I’m interested to hear how you’ve handled scaling up Prefect and dealing with a large code-base.
We have around ~40 data pipelines to manage, around ~15 using Prefect. We’re building new pipelines all the time and old pipelines are being migrated too.
Currently these pipelines run the ELT process end to end and we have helper libraries that are reused across pipelines.
We’re considering how best to architect these pipelines to encourage code-reuse and effectively maintain them. We’ll have 3 teams maintaining them so code ownership is a consideration too.
One idea is to split up the pipelines so they don’t run the full process end to end. We could use an event driven architecture, so smaller flows are triggered to run based on an external event handler. It gives us more choices for team ownership and could make it a little easier to replace or add steps in the ELT process.
The alternative is to keep doing what we’re doing and make the most of shared libraries to encourage code reuse.
In either case, we’ll do more to use configuration so similar datasets are processed using the same data pipeline.
I’d be keen to hear your approach to handling large code-bases.
05/13/2022, 10:50 AM
About scale: if you leverage Prefect Cloud, you don't need to worry about scaling up the entire orchestration API - you only need to ensure your execution layer scales, and this is relatively straightforward if you leverage e.g. horizontally scaled Kubernetes cluster or even serverless/autopilot Kubernetes cluster. For Prefect Server check this topic and related topic linked there.
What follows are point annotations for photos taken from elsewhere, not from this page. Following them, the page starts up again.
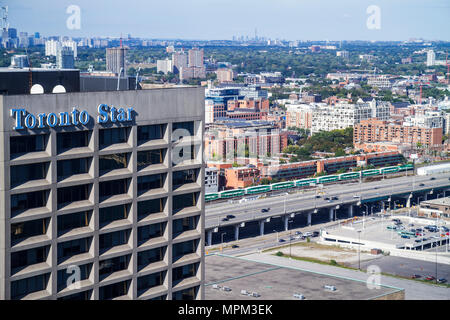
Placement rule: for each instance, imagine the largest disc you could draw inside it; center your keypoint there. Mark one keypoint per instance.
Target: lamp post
(221, 242)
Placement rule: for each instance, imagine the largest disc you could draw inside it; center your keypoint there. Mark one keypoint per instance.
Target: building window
(113, 162)
(84, 295)
(150, 256)
(72, 248)
(184, 177)
(186, 126)
(109, 137)
(24, 230)
(114, 290)
(73, 221)
(109, 266)
(184, 272)
(21, 288)
(181, 249)
(148, 158)
(67, 168)
(185, 224)
(146, 208)
(150, 281)
(113, 239)
(29, 257)
(64, 274)
(152, 132)
(73, 194)
(152, 231)
(110, 214)
(186, 294)
(70, 140)
(184, 201)
(112, 188)
(155, 181)
(30, 200)
(27, 144)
For repository structure, I understand that it's an important and not easy decision but you need to consider (based on your use case/team needs):
• whether monorepo or one repo per project makes more sense
• what are code dependencies of specific flows/projects - those might be easier to manage in a single repo e.g. to reuse some shared utility modules and shared Docker images
For some repository examples and packaging dependencies, check this one
Also, this discussion may help
and re event-driven workflows, that's totally supported, this page dives deeper into it
05/13/2022, 12:53 PM
Thanks very much @Anna Geller. Will check out those links.